この正月に実家で水炊きを作ってもらっていた、特別な材料など使っている訳でもないけれどメチャクチャ旨い。何がこんに違うのだろう?不思議に思っていたけれど答えは野菜だ、自宅や隣の畑でとって来たばかりのものは格別、特に引っこ抜いたばかりの大根おろしが大きな丼に入れてタップリ出してくれたのが堪らない。
豪華なお節も良いけれど実は新鮮野菜が贅沢だったりする、そんな事を思いながら日頃見ない棚のガラス戸の奥に目をやると、良い色合いになった虎竹の二段弁当箱を見つけた。「なんだコレは...?」このような角物細工では虎竹を使ったものは殆どない。価格だったり、製作に手間がかかるのが理由だけれど、白竹ばかりでは面白くないと数年前から虎竹を使った三段ピクニックバスケットなども企画してきた。
虎竹の角物など手掛けるのは自分だけだろうと思って仕事していたが大間違いだった。少なくとも50年前には虎竹を使った角物弁当箱が祖父の手によって作られていたのだ。

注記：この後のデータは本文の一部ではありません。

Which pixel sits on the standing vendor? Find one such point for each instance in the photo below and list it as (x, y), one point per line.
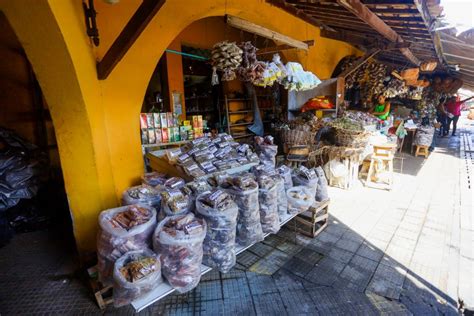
(382, 109)
(453, 107)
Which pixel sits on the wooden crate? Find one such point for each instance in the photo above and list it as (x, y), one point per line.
(313, 221)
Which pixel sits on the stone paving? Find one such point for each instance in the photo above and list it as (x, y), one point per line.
(400, 252)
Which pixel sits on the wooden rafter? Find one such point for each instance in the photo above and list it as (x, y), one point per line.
(364, 13)
(135, 26)
(299, 13)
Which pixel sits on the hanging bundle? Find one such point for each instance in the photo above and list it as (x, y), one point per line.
(226, 57)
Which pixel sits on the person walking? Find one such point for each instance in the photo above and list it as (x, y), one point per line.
(453, 107)
(442, 118)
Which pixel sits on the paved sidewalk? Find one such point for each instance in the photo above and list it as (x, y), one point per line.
(408, 251)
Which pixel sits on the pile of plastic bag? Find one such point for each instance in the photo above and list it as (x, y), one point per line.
(122, 229)
(299, 80)
(135, 273)
(220, 213)
(267, 198)
(244, 191)
(178, 239)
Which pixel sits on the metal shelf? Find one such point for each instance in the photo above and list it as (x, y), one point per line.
(241, 124)
(165, 289)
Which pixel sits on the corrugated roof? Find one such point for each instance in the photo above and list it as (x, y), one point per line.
(412, 20)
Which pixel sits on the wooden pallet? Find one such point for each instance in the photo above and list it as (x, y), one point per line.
(312, 222)
(103, 295)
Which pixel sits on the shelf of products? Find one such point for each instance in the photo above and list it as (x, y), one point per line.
(165, 289)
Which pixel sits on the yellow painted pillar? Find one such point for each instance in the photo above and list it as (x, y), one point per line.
(53, 36)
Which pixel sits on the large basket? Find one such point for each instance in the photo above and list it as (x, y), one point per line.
(349, 138)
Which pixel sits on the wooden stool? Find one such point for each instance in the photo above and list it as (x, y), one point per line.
(422, 151)
(383, 154)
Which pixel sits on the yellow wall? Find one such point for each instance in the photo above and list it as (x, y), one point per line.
(96, 122)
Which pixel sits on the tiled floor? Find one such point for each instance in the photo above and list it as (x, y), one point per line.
(408, 251)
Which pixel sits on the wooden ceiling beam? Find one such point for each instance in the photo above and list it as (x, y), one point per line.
(298, 13)
(360, 10)
(132, 30)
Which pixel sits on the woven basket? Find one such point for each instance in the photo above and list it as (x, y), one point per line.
(297, 137)
(348, 138)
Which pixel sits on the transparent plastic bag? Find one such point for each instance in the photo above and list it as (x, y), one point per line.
(220, 213)
(114, 240)
(299, 199)
(178, 239)
(175, 202)
(285, 172)
(142, 194)
(131, 282)
(153, 178)
(322, 190)
(306, 177)
(281, 196)
(267, 198)
(249, 228)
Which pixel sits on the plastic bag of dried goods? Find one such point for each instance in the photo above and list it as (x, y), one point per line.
(175, 183)
(244, 190)
(142, 194)
(285, 172)
(175, 202)
(122, 229)
(220, 213)
(299, 199)
(267, 198)
(178, 239)
(153, 178)
(282, 201)
(322, 190)
(306, 177)
(135, 273)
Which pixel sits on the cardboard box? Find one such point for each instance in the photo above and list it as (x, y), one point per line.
(158, 136)
(143, 120)
(157, 120)
(150, 120)
(170, 119)
(164, 120)
(151, 136)
(164, 135)
(144, 134)
(177, 136)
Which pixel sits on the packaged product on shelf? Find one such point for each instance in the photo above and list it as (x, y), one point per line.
(157, 120)
(299, 199)
(143, 121)
(178, 239)
(175, 202)
(322, 190)
(220, 213)
(150, 120)
(267, 198)
(158, 136)
(143, 194)
(266, 150)
(154, 178)
(151, 136)
(144, 134)
(285, 172)
(135, 274)
(164, 120)
(170, 119)
(122, 229)
(244, 190)
(306, 177)
(164, 135)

手にしてしみじみ見て改めて感服する。
竹は大切にしていれば置いておくだけで、こんな艶やかな色合いに変化して人を魅了する。この上段の底編みも今とは全く違う手の込みようである。それだけではない、持ち手の竹が両サイド2本に別れて下に伸びている、少し長めに残しているのは籠の底面が床に直接触れないように足にしているのだ。日本で誰よりも角物細工を見てきたが、このような細工は初めてで感動した。
しかし、凄い虎竹だ。竹の質も段違いに良い、今の籠なら負荷のかかる竹ヒゴは弾いてしまいかねないのだが、この竹はどうだ。そんな素振りは1ミリもない、竹の質か?職人の腕か?おそらく両方なのだ。